Friday, January 15, 2010

Life is NOT fair.

It's not fair that I'm working so hard.  It's not fair that as each day passes, I feel the walls inching toward me, closing me in.  There are limitations everywhere.  There are so many things I would love to do, so many things I know I am more than capable of doing or becoming.  I set myself to a very high standard, something that only those that are closest to me truly understand.  I've been known to set goals for myself that are not obvious or easily achievable.  I like to be challenged and I like working hard to overcome these challenges.  As I spoke to a couple of my friends, I realized that sometimes I throw myself in a situation that might not completely make sense, something that will not come easily to me, something that might seem to be just outside of my capabilities at the time.  But so far, through this pattern of challenging myself and working really hard to fulfill my potential, I feel like I've expanded my overall knowledge and understanding of the world.  It has also really helped me grow as a person, pretty intensely within the past two years.


I feel like the past three years, I've lived a life in a protective asylum.  I am where I am today because people believed in me, regardless of my situation.  It doesn't matter what I am.  It doesn't matter what I am labeled.  It doesn't matter where I came from.  It doesn't matter how much money my family has.  All that matters is who I am, my will and determination to succeed, my personality, my spirit, my faith, and who I am as a person.

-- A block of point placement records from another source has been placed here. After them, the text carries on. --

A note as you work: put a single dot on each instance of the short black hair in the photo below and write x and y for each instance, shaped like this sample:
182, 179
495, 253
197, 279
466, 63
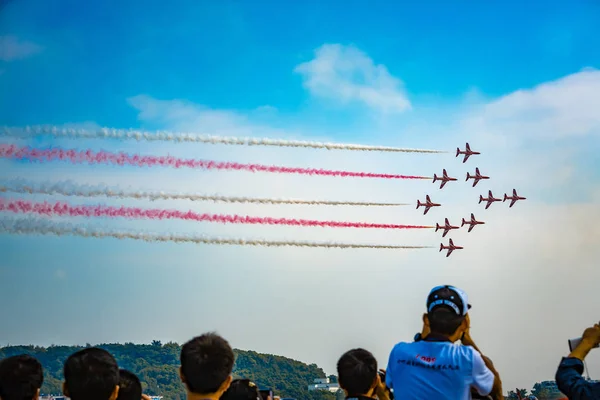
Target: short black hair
444, 321
241, 389
206, 362
20, 377
130, 387
91, 374
357, 370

But now, with this stage of my life quickly hurtling to an end, I can't help but feel overwhelmed at everything.  Once again, here I am, still in the same position, looking for answers, looking for a way out.  There is a way out, but that is the way I refuse to go.  My heart pains to think of that option.  Once again, I feel like I need to prove myself, to make myself "bullet-proof," in the words of my mentor, so that people would be so drawn to me that they would be willing to make exceptions to the rule, that they would be willing to take a risk and invest in me.  This is my biggest limitation, and though I don't worry about this very often, when I do, it is very overwhelming, extremely frustrating, and honestly discouraging.

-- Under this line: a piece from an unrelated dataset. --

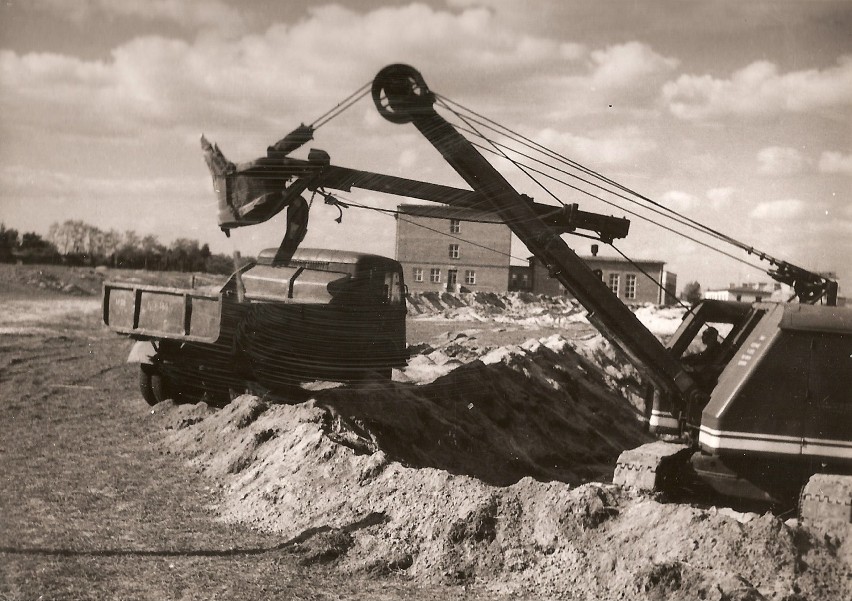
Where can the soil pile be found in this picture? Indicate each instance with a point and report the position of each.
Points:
(520, 308)
(481, 475)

Thoughts come to me like rushing water, and when ignored, I could easily find myself struggling to stay afloat.  What's worse is when there is not just one source of rushing water but multiple.  When multiple things are on my mind, each with their own stream of thought, it quickly gets to the point where I'm being tossed around from one thought to the next, not really knowing how to deal with each one and not really being able to focus on any single one.  So instead of trying to get back on my feet and handle the situation, for a moment in time, there I am, tossed here and there in a quick succession of incomplete questions, sentences, thoughts, images, etc.  Sometimes, as I did just now, I just have to allow myself to break down, cry, write, vent, and talk it out.  And once I do, exhausted as I am, a spirit of peace washes over me and a calming stillness overtakes my heart.


Do I know what will happen?  Nope.  Am I worried?  It's there in the back of my head.  Did any of this help solve my situation at all?  Probably not.  But as with some things, it's not necessarily the destination but the journey that matters.  My journey is not yet over.  I don't know to what end this is all heading, but for the moment, I really should attend to other more pressing matters (such as outlining chapters for developmental biology).  Perseverance is the key, I guess.  Whatever life throws my way, I know the prayers of my mother and those who love and care for me form an invisible shield of protection, that no matter what happens, I will make it through just fine.